Левый Фриц, ох. Он еще в студенческие времена в самом деле был руководящим кадром какой-то марксистской группы. И здесь тоже изрекает непреложные истины, а как же иначе. Носит ленинскую бородку и венчик волос до плеч вокруг лысины. Похоже, все это осталось еще с той эпохи. Так сказать, традиция. С тех пор он уж поседел. В выпускном классе он будет вам до посинения вдалбливать Гёльдерлина и «Ифигению в Тавриде» Гёте, могу поспорить на что угодно. Черт, во всяком случае, когда я прохожу мимо, мне всякий раз кажется, что я помешал какой-то конспиративной явке. Они мгновенно замолкают, а на их физиономиях появляется этакое особое выражение, импозантная смесь сожаления и упрямства. В общем-то смешно. Как будто они вот-вот лопнут от сознания важности своего заговора, а в следующий момент снова кажется совершенно несущественным, что кто-то их подслушивает. На меня это во всяком случае действует так, словно они только того и хотят. Чтобы я подслушал их крамольные речи. Гневные тирады о потребительском мышлении, телевидении, компьютерных играх, рыночном терроре и так далее.

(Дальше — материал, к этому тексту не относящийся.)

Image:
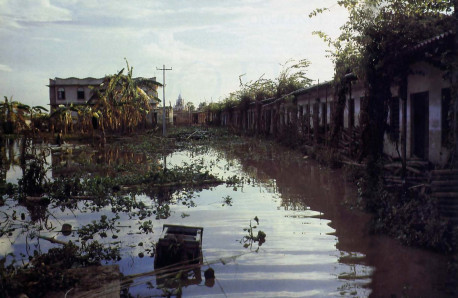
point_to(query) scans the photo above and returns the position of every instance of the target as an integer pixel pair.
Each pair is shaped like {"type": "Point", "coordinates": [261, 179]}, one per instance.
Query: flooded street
{"type": "Point", "coordinates": [316, 245]}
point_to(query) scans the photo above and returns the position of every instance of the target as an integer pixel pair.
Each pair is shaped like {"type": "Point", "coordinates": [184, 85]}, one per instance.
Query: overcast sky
{"type": "Point", "coordinates": [208, 43]}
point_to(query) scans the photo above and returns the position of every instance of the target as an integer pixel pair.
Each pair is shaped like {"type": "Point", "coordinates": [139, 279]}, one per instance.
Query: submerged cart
{"type": "Point", "coordinates": [179, 245]}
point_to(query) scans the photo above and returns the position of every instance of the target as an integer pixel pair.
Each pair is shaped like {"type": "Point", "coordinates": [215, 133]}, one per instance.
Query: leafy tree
{"type": "Point", "coordinates": [372, 45]}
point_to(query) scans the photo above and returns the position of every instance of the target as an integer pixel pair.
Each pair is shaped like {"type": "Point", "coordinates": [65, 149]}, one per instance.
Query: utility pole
{"type": "Point", "coordinates": [163, 97]}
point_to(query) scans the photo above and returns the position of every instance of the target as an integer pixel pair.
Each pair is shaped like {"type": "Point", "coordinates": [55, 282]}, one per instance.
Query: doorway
{"type": "Point", "coordinates": [420, 124]}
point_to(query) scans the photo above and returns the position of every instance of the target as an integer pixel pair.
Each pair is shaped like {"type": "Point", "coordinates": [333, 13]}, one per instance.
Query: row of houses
{"type": "Point", "coordinates": [418, 125]}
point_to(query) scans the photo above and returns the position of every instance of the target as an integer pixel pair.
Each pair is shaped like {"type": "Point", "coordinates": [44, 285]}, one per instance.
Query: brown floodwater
{"type": "Point", "coordinates": [316, 244]}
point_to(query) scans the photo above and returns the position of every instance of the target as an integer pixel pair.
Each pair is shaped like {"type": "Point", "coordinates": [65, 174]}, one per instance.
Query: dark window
{"type": "Point", "coordinates": [351, 113]}
{"type": "Point", "coordinates": [61, 93]}
{"type": "Point", "coordinates": [394, 118]}
{"type": "Point", "coordinates": [445, 111]}
{"type": "Point", "coordinates": [80, 94]}
{"type": "Point", "coordinates": [324, 112]}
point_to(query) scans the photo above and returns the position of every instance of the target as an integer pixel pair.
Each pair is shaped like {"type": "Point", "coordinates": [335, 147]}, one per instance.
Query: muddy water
{"type": "Point", "coordinates": [315, 245]}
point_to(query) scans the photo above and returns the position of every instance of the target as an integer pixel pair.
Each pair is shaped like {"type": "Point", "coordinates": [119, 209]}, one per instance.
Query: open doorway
{"type": "Point", "coordinates": [420, 124]}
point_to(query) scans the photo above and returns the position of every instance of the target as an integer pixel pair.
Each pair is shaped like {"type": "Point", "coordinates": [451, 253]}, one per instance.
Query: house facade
{"type": "Point", "coordinates": [71, 91]}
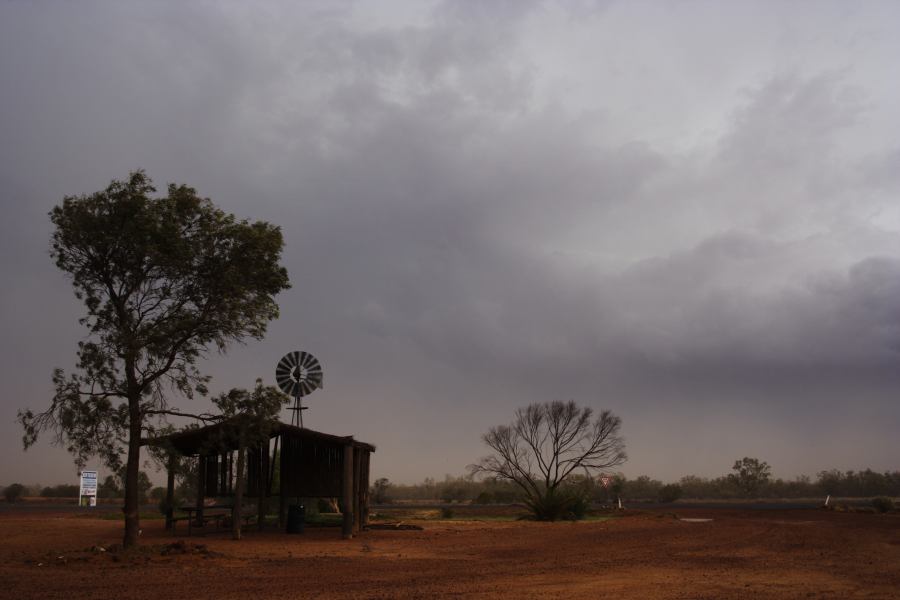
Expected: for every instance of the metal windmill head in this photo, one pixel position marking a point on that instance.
(298, 374)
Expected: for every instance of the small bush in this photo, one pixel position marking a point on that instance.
(577, 508)
(561, 504)
(670, 493)
(484, 498)
(883, 504)
(14, 492)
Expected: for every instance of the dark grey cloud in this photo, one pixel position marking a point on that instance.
(488, 205)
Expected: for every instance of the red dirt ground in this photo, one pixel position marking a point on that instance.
(740, 554)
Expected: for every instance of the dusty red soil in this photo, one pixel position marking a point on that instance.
(740, 554)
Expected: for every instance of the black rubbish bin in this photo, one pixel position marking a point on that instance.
(296, 518)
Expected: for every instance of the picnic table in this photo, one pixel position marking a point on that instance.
(200, 517)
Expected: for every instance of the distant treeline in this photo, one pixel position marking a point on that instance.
(849, 484)
(844, 484)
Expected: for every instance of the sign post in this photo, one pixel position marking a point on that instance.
(88, 488)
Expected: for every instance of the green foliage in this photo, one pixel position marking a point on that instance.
(548, 445)
(670, 493)
(162, 280)
(247, 417)
(14, 492)
(110, 487)
(883, 504)
(561, 503)
(750, 475)
(380, 491)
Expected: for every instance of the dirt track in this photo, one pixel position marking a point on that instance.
(740, 554)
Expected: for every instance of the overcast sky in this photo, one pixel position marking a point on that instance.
(686, 212)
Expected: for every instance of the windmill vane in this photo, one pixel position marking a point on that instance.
(298, 374)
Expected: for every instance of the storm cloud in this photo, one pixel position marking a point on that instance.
(687, 213)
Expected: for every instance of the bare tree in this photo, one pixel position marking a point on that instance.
(545, 444)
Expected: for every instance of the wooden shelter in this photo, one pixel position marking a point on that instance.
(311, 465)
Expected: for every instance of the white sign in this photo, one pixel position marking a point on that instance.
(88, 484)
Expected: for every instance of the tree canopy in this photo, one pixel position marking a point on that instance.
(545, 445)
(163, 281)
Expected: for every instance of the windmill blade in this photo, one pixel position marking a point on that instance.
(299, 373)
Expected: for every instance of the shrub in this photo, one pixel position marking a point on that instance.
(484, 498)
(561, 504)
(14, 492)
(883, 504)
(669, 493)
(577, 508)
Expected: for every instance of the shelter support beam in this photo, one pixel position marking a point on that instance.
(201, 487)
(348, 493)
(170, 491)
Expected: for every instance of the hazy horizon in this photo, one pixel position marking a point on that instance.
(686, 213)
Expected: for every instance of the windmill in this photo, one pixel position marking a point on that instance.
(298, 374)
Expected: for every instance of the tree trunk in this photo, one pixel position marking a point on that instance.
(238, 495)
(132, 468)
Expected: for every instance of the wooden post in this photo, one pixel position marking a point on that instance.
(364, 489)
(282, 504)
(348, 493)
(170, 491)
(238, 494)
(201, 488)
(262, 472)
(357, 492)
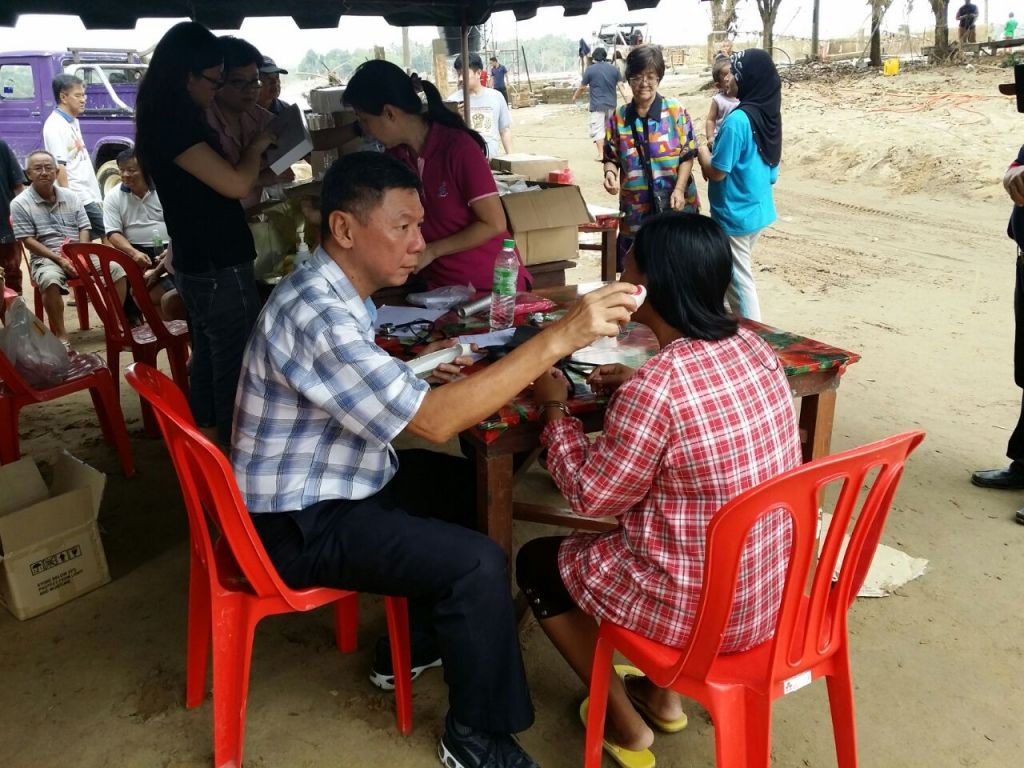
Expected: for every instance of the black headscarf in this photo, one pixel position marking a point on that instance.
(760, 92)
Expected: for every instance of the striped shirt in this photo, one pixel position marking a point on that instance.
(50, 224)
(318, 401)
(698, 424)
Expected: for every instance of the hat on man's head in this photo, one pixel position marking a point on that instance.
(475, 62)
(269, 68)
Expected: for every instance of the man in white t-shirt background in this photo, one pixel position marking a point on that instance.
(488, 113)
(62, 137)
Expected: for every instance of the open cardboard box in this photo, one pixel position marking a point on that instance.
(50, 550)
(531, 167)
(545, 222)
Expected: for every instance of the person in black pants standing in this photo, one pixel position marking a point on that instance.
(1012, 478)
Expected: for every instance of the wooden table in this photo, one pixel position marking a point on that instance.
(813, 370)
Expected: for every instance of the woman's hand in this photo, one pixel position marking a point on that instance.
(551, 387)
(611, 181)
(606, 379)
(677, 200)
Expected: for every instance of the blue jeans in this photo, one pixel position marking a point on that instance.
(222, 308)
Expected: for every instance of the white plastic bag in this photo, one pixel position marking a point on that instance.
(441, 298)
(37, 354)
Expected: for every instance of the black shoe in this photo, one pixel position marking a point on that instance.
(464, 748)
(1011, 478)
(424, 656)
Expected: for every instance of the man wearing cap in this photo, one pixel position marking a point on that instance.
(1012, 478)
(488, 113)
(269, 93)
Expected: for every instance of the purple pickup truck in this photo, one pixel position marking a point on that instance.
(112, 79)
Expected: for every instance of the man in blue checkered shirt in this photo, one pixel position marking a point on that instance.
(335, 505)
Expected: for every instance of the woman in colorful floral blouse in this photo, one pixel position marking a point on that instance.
(649, 150)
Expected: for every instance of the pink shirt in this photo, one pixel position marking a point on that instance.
(455, 173)
(253, 122)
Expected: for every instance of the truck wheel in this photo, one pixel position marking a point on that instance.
(109, 176)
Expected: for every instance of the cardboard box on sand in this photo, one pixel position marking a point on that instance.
(50, 550)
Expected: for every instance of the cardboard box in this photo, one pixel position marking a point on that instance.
(544, 222)
(534, 167)
(326, 100)
(51, 551)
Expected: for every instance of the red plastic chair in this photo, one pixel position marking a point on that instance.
(143, 341)
(810, 639)
(233, 585)
(77, 288)
(86, 372)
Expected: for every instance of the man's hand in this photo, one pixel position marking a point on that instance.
(1013, 182)
(446, 372)
(598, 313)
(552, 386)
(606, 379)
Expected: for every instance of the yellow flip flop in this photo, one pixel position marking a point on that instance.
(625, 758)
(666, 726)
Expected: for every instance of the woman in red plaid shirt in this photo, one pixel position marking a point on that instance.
(709, 417)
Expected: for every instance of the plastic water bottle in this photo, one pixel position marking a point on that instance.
(301, 255)
(503, 289)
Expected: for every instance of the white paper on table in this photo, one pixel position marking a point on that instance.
(401, 314)
(491, 339)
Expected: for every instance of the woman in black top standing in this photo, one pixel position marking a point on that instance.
(201, 193)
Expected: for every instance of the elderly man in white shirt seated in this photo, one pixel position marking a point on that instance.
(134, 221)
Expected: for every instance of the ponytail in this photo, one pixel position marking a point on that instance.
(438, 113)
(377, 83)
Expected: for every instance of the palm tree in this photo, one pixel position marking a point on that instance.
(879, 8)
(768, 10)
(941, 10)
(723, 16)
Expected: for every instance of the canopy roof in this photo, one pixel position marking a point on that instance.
(228, 14)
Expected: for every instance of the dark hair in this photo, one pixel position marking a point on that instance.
(34, 153)
(475, 62)
(185, 49)
(239, 52)
(64, 83)
(644, 57)
(377, 83)
(688, 264)
(356, 183)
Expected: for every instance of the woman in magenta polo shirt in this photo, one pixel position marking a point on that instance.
(464, 222)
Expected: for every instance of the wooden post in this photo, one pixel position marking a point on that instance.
(465, 68)
(440, 68)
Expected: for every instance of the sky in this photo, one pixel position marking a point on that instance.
(675, 23)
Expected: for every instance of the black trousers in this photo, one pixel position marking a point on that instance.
(1015, 448)
(412, 540)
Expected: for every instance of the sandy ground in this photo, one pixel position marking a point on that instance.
(890, 242)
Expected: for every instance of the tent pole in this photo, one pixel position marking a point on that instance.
(465, 69)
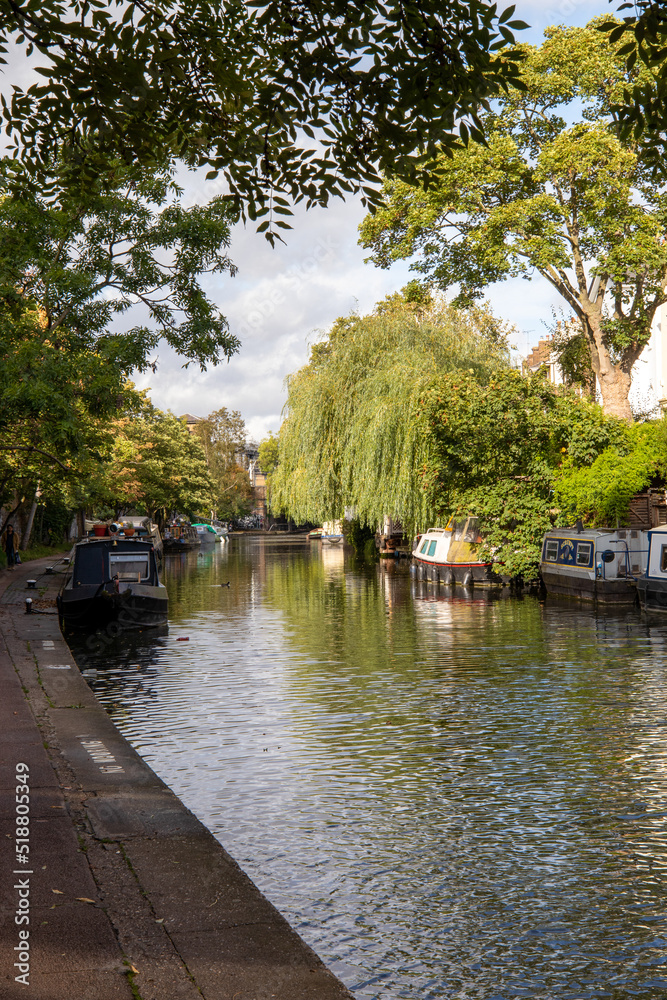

Даже когда, например, Кристель Шнайдер пытается обсуждать восприятие действительности, как она неуклюже выражается, искаженное медийными средствами, совершенно изуродованную жизненную реальность молодежи. Дескать, мы, учителя, все-таки должны как-то реагировать. Руки она положила на стол, соединив кончики пальцев, взгляд устремлен в стакан недопитого молока. Толстая золотая цепочка вибрирует на напряженной жилистой шее, а шея ходит ходуном, как будто у этой всегда такой сдержанной женщины выскочило из груди и застряло в глотке сердце. Именно у нее, этой умной, дисциплинированной, обычно такой энергичной биологини со строгим узлом волос. У нашей самой любимой, пользующейся всеобщим доверием учительницы. Да и как ее не любить? Говорят, у нее была даже связь с фрицем. Ей-богу, не вру, какая-то история с этим жутким доктором Мёкером. Секс в охотничьей хижине, Роберт Диршка лично засек их, о чем и оповестил весь педсовет. Она тогда пробивала свой экологический проект. Раздельные контейнеры для мусора в школе, экскурсии в леса и на луга с небольшими практическими заданиями для детей, помнишь?
Похоже, надо иметь много мужества, чтобы высказывать в этом кругу определенные мысли, если тема почему-либо не устраивает бывшего любовника госпожи Шнайдер. После подобных нарушений неписаного устава Фриц немедленно призывает коллег, цитирую, «вернуться на землю фактов». Читает лекцию о неолиберальном заговоре, порабощении, промывке мозгов, сексуальной эксплуатации, промышленном производстве потребностей, вещизме и шопинге. Дескать, универсум — это универмаг. А прочие благоговейно молчат.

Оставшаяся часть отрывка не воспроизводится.